Tips for getting coding agents to write good Python tests
- •Simon Willison outlines effective strategies for improving AI-generated Python test quality.
- •Developers should guide agents to use specific libraries like pytest-httpx and refactor using fixtures.
- •Pattern imitation from existing high-quality repositories significantly enhances autonomous agent output.
Simon Willison, a prominent technologist and co-creator of Django, recently shared practical insights on optimizing the output of autonomous coding agents when generating Python tests. He notes that the abundance of high-quality Python code in training datasets already gives these models a strong foundation, particularly when using popular frameworks like pytest. By directing agents toward specific third-party tools such as pytest-httpx for mocking external interactions, developers can move beyond generic boilerplate to production-grade testing suites. A critical observation Willison makes is the tendency for AI to produce repetitive setup code. Rather than accepting this technical debt, he recommends explicitly prompting the agent to refactor logic using fixtures—reusable components that set up a specific environment—and parametrization, which allows the same test to run with various data inputs.
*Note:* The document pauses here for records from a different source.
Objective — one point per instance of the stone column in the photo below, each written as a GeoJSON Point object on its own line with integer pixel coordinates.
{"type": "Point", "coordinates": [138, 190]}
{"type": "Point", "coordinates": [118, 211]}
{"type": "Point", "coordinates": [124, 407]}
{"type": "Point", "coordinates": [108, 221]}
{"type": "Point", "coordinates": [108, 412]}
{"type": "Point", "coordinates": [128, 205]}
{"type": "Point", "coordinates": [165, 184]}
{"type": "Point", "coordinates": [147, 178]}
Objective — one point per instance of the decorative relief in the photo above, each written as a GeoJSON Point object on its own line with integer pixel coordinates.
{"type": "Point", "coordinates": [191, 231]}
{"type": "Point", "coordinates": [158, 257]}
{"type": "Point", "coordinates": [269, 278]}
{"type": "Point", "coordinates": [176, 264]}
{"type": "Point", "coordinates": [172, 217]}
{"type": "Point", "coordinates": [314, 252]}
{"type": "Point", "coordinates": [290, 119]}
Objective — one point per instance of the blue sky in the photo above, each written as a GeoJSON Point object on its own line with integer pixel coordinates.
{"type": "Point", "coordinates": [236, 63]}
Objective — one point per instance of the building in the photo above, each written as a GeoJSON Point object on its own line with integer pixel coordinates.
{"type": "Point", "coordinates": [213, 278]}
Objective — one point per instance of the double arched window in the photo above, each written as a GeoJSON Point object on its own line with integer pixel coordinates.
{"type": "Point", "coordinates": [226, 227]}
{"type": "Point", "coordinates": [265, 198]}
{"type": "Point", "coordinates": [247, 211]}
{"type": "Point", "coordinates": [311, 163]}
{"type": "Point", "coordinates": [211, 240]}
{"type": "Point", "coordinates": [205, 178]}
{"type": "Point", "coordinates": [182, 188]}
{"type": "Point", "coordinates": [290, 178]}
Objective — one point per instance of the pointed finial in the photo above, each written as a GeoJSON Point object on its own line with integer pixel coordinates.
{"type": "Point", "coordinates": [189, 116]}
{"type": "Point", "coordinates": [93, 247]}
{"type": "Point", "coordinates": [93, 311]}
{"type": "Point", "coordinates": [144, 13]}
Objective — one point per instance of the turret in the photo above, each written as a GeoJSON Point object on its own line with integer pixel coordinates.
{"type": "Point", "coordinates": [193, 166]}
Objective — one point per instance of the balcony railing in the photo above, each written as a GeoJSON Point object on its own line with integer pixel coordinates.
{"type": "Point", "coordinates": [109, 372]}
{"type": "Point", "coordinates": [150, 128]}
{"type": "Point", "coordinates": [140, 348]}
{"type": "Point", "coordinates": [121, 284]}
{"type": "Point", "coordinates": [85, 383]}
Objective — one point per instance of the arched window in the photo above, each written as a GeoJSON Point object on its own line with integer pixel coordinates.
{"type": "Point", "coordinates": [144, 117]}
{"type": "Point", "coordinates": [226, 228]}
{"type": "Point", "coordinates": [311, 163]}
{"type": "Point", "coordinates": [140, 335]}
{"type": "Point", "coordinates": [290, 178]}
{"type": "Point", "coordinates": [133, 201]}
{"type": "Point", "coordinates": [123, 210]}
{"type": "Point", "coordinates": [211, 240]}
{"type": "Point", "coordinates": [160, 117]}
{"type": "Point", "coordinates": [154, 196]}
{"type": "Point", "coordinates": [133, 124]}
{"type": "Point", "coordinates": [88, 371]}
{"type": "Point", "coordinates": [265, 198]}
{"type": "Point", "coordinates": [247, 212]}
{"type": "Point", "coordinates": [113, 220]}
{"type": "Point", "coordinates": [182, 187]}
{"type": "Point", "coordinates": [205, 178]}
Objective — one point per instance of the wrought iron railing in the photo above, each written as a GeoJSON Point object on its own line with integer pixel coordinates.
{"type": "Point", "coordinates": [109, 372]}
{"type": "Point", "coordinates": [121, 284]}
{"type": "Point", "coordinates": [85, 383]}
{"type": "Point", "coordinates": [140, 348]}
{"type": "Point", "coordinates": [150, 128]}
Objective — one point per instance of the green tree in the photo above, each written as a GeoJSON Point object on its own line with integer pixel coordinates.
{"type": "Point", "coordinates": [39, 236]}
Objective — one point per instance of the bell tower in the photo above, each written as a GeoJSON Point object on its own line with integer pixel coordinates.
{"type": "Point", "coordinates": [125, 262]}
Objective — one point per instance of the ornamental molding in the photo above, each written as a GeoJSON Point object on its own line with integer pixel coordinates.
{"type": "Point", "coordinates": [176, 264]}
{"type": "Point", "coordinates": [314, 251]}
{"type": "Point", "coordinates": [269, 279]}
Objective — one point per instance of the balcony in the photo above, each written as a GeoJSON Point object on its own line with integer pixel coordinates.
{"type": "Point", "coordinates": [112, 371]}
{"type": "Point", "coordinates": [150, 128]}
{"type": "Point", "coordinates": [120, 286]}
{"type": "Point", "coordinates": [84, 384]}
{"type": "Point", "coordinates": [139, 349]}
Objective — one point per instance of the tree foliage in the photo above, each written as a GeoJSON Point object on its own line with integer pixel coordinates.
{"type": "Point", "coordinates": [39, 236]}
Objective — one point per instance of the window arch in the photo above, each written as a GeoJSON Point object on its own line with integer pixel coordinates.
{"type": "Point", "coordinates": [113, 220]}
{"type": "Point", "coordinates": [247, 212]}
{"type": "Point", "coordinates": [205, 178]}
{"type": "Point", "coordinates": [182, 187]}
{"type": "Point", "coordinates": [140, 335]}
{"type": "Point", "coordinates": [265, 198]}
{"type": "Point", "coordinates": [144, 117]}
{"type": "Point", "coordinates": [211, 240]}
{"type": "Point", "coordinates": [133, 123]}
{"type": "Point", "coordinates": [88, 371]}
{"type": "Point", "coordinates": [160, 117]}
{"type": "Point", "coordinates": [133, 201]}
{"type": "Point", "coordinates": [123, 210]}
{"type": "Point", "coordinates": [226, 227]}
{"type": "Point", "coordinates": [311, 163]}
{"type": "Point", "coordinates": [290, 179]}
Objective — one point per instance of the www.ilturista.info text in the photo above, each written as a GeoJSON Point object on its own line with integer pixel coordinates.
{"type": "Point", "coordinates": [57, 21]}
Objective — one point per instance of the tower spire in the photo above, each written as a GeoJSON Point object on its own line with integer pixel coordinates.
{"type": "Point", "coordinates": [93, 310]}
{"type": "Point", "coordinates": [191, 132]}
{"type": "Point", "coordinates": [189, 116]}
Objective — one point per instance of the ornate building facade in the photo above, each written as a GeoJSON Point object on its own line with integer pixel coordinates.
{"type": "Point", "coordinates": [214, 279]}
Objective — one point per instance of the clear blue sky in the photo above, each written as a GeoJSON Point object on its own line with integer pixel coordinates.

This interactive refinement process ensures the resulting test suite remains maintainable and efficient over time. Perhaps the most effective strategy highlighted is providing a "gold standard" for the agent to follow. By pointing an agent to an existing repository and instructing it to imitate those specific testing patterns, developers bypass the need for complex, manual prompt engineering. This method leverages the model's ability to recognize and replicate architectural styles, effectively aligning the agent’s output with the developer's personal or organizational coding standards without requiring excessive instruction.